Ah that Pro-Mac 610 in your sig brings back a lot of memories. I cut heaven knows how many cords with mine. Up until it popped a fuel line in 1990 running full tilt in a cut and set itself and my shirt on fire way out in the woods. I rolled and got myself put out but sat on a stump and watched the saw burn for a half hour. Found out aluminum does burn and it burns with a white hot flame right after the oil tank burning gets hot enough to set it off.


----------



## WoodButcher80 (Feb 18, 2010)

sheesh Bart , i dont know if i should be terrified or rolling on the ground with you ! man thats funny ! glad your ok though .


----------



## quads (Feb 18, 2010)

WoodButcher80 said:
			
		

> here she is ....
> 
> i just back her up right to our deck door  which is 10' from my insert... one trailer-full (not stacked neatly) will last 3 weeks. and it helps when we have a foot and a half to trudge through .


That's a really cool trailer!


----------



## WoodButcher80 (Feb 18, 2010)

thanks . it was an old flatbed trailer i got for 200$ . i sold the axle on it for 100$ and still have the old tires as backups. the old tires you see in the pic are on there right now so i dont dry rot the new 205/75-15's  that are cozy in the garage. i bought all the pressure treated lumber for the sides, and welded up the stake pockets so theyre removable . i made a post last summer of the trailer transformation. my favorite feature is the ramp. i can roll logs in , or - just like i did today- wheel barrel about 14 loads in it to fill her to the brim unstacked.


----------



## gzecc (Feb 18, 2010)

WB90, Any Idea what your tongue weight is with all that wood loaded?  I would guess your tw is 500lbs max for the hitch?


----------



## 08brute (Feb 18, 2010)

I am jealous! I sold my Cherokee 6 years ago and i have wanted another one ever since. I bought mine when i was 15 and it had 150,000 miles on it, i sold it for the same price with 250,000 and still running strong. Those inline 6's will go forever in those things! Only thing i ever had to fix on it was the gas tank (Rock crawling in a stock jeep  :cheese: ) They should've never stopped making those things! (My mother has a liberty and it is crap, sorry to offend if anyone else has one)


----------



## smokinj (Feb 18, 2010)

Ok how chose the color on the barn?


----------



## WoodButcher80 (Feb 18, 2010)

gzecc , 
tongue is probably 400 pounds or so . i have beefed up springs on the XJ and she handles the load fine . i just back her up to the door and im good for about 3 weeks. 

08Brute , man this is my second one and i love the jeeps. regular maintenance here and there but thats about it . itll pull 5000lbs, but i would recommend a brake controller for that much . i have abrand new 3500 lb axle on the trailer with new springs at 1750lbs each . im good to go . 

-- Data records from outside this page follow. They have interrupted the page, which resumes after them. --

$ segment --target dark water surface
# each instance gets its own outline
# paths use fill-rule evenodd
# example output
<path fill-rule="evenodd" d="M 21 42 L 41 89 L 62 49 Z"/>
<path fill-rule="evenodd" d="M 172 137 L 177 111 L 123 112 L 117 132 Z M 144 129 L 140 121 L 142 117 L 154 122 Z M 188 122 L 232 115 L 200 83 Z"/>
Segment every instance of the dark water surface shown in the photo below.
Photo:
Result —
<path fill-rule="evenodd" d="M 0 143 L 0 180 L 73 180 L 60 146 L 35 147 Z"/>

SMOKINJ , first off its a shed. 
the color of my house is a pale yellow, its vinyl . we color matched the house with a swatch from sherwin williams but from a distance the swatch looked white, rather than pastel yellow . so we went with a brighter yellow . its nice .


----------



## gzecc (Feb 18, 2010)

WB80 My point is that you must have too much weight on your tongue, totally loaded. Your tongue weight is probably >1k lbs.


----------



## WoodButcher80 (Feb 18, 2010)

so 1000lb tongue with 2000lbs or so of wood? nah ... i dont know how you can see my tongue load from that picture, lol , but anyways, its not overloaded. ive come accustomed to my jeep now and know theres about 300-500 lbs on there, the majority of the weight is loaded over the axle and beyond. i know how much i have on the tongue by looking at the rear wheel fender cutouts. i see how close they are to the tire. 

as you can see, theres enough room , also jeeps always sit low in the back , loaded or not . plus , the trailers nose is pointed down, the trailers tire's are on a 1.5' higher elevation than the jeeps tires.
im not going to look into it any further ....


----------



## billb3 (Feb 19, 2010)

Not to go on about the shed, but my dad who died in 2004 built a shed with that same style roof just before he passed.
Same exagerated flare on the end of the gambrel and everything.
Never thought I'd see another one just like it.

Stained the same yellow-ish tan as the house.


----------



## WoodButcher80 (Feb 21, 2010)

bill , ya it is a unique flare on it . glad you like it . wish it was bigger but hey ...


----------